2. Description of the Prior Art
Motor controllers or motor starters as they are sometimes called are well known in the art. Generally, they comprises a switch or ganged switches which are operable to open or close to provide or interrupt current to the stator windings, for example, of an electric motor. The opening and closing process is controlled by appropriately arranged relay coils and relay contacts in what is well known in the prior art as a "relay ladder" arranged in a logical order to properly sequence the starting and/or stopping of the motor.
With the advent of the microprocessor it was found that part, if not all of the relay logic arrangement, could be replaced by a properly programmed microprocessor.
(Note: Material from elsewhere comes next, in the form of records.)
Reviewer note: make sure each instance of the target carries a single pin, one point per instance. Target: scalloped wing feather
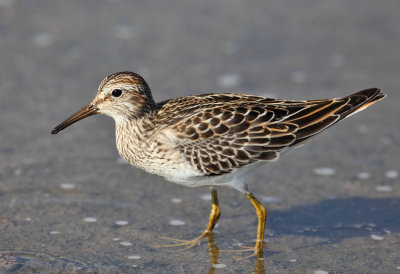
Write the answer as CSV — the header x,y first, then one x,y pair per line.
x,y
219,133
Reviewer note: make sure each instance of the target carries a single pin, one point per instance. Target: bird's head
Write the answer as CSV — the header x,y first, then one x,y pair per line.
x,y
122,96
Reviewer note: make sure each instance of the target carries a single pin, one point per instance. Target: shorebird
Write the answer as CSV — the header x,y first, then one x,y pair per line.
x,y
211,139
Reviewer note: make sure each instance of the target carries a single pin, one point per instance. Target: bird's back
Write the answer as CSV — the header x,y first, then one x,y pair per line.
x,y
219,133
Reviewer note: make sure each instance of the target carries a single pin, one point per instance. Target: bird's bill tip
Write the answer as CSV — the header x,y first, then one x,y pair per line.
x,y
84,112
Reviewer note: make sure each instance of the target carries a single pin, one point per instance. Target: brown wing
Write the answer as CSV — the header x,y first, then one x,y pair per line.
x,y
228,131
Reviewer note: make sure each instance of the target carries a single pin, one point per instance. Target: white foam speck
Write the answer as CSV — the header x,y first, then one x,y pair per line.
x,y
228,80
363,175
219,265
121,222
392,174
386,140
176,200
324,171
123,32
67,186
299,77
121,161
383,188
271,199
6,3
176,222
90,219
43,39
376,237
229,47
206,197
134,257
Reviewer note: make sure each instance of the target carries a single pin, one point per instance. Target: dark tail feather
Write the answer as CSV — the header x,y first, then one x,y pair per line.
x,y
345,107
359,101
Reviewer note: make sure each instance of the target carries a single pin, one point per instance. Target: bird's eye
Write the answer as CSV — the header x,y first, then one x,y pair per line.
x,y
116,92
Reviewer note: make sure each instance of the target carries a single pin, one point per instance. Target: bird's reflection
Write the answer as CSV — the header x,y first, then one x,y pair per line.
x,y
214,255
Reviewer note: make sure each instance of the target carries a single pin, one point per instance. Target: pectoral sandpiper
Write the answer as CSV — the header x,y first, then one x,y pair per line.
x,y
211,139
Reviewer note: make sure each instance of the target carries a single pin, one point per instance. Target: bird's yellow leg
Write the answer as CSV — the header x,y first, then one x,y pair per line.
x,y
213,219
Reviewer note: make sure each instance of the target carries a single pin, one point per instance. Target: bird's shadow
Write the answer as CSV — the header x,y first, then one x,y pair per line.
x,y
337,219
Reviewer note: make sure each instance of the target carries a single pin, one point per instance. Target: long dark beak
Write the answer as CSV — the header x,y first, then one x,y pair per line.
x,y
84,112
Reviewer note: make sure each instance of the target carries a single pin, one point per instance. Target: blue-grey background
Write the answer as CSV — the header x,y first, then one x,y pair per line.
x,y
53,55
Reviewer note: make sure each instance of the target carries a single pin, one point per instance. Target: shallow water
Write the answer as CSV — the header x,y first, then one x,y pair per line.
x,y
69,204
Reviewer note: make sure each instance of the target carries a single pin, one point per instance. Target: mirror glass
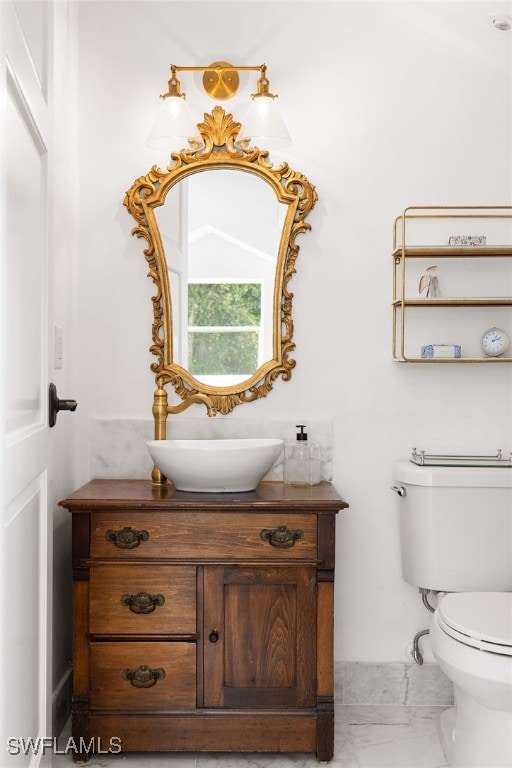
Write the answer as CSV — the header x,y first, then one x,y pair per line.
x,y
220,225
220,231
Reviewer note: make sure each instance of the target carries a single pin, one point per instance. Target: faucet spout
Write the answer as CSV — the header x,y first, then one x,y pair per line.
x,y
197,398
161,410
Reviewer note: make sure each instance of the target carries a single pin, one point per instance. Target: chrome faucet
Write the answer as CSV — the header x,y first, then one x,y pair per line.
x,y
161,409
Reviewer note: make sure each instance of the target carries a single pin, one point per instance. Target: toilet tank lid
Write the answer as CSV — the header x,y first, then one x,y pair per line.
x,y
483,616
463,477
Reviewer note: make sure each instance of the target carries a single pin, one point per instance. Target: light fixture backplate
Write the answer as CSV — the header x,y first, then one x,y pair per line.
x,y
221,81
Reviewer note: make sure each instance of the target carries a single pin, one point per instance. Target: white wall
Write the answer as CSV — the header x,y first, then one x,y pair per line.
x,y
63,290
389,104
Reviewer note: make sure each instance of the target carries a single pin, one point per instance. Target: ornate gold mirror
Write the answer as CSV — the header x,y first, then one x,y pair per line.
x,y
220,227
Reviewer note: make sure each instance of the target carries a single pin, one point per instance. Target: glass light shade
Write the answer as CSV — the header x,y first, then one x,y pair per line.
x,y
263,126
173,126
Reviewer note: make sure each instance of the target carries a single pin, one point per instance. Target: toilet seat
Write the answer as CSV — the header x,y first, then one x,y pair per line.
x,y
480,619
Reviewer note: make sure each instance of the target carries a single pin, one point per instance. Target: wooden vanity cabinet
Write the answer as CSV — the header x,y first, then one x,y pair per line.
x,y
203,622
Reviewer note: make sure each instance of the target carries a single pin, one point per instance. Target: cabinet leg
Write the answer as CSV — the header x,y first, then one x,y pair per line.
x,y
325,732
80,728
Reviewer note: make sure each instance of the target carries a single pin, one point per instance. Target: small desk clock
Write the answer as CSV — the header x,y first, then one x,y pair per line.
x,y
494,342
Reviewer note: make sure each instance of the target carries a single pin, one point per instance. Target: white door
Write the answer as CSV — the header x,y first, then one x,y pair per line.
x,y
25,524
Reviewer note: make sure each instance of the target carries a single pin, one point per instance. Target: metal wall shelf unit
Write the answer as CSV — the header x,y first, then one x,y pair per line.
x,y
462,264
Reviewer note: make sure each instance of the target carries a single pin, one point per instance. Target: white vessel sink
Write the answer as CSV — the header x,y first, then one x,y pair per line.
x,y
218,466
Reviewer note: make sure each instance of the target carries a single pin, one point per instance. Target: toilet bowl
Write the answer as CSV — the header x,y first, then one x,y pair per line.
x,y
455,535
471,639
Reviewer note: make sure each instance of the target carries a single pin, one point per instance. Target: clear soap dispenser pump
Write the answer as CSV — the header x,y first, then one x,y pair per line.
x,y
302,460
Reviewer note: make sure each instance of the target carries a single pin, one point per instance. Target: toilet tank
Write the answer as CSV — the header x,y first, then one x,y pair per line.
x,y
455,527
Such arrangements are shown and described in a paper entitled "A Quantative Analysis of Grouped Single-Phase Induction Motors" published on page 125 of the IEEE Transactions on Industry Applications, Vol. 1A-17 No. 2, March/April 1981 by J. R. Dunki-Jacobs and Robert H. Kerr; a paper entitled "Thermal Tracking - A Rational Approach to Motor Protection" by D. R. Boothman, E. C. Elgar, R. H. Rehder and R. J. Wooddall identified as IEEE Transactions Paper 274029-5 recommended for presentation at the IEEE PES Winter Meeting, New York, N.Y., Jan. 27-Feb. 1, 1974; a paper entitled "Microprocessor-Based Universal Motor Protection System" appearing in the IEEE Transactions on Industry Applications, Vol. 1A-17 No. 1, Jan./Feb. 1981 by E. B. Turner and H. Michael Willey and in a descriptive bulletin (41-560(E)) entitled MOTOGARD.TM. for motor protection by the Westinghouse Canada Switchgear and Control Division issued Jan. 1980. A reading of all of the above will show that certain factors are of importance when discussing motor starters or motor controllers.
It has always been desirable in the art of motor control to be able to detect certain important information concerning the relationship of the three phases of the power which is applied to the three-phase AC motor. For example, it is very desirable to know if one of the phases has been lost. It is also desirable to know if there is an imbalance in the phases, that is, if one phase is supplying more current or voltage than another phase. Finally, it is important to know if all of the phases have been reversed relative to each other. The presence of any of the aforementioned can cause serious problems in the AC motor being controlled. One of the problems is to detect whether there has been a phase loss or phase imbalance or a phase reversal before the motor is started. Generally, since the contactor which is part of the motor controller is maintained in an opened state before the motor is started, there is no current information available for determining whether there has been a phase loss or a phase imbalance or a phase reversal on the lines supplying the motor. There is however voltage information available. Consequently, any motor controller, whether microprocessor based or not, would have to relay upon the voltage information for determining phase loss, phase imbalance, or phase reversal prior to startup. In the prior art, generally the voltage information is available in terms of both the magnitude of the voltage and the sign of the voltage, that is, whether the voltage is in the positive half cycle or negative half cycle. The magnitude of the voltage generally represents relatively complicated and sensitive information. It is subjected to misinterpretation because of the presence of noise and generally requires a series or set of calculations to provide useful information concerning phase loss, phase imbalance, or phase reversal. It would be desirable if voltage information available at the controller for a motor could be utilized to determine prior to starting the motor whether there was phase loss, phase imbalance, or phase reversal on the incoming power in a manner which was relatively immune to noise, required little or no significant calculation, was reliable, and which further could be utilized to make predictions concerning the percent of phase imbalance if a phase imbalance is present.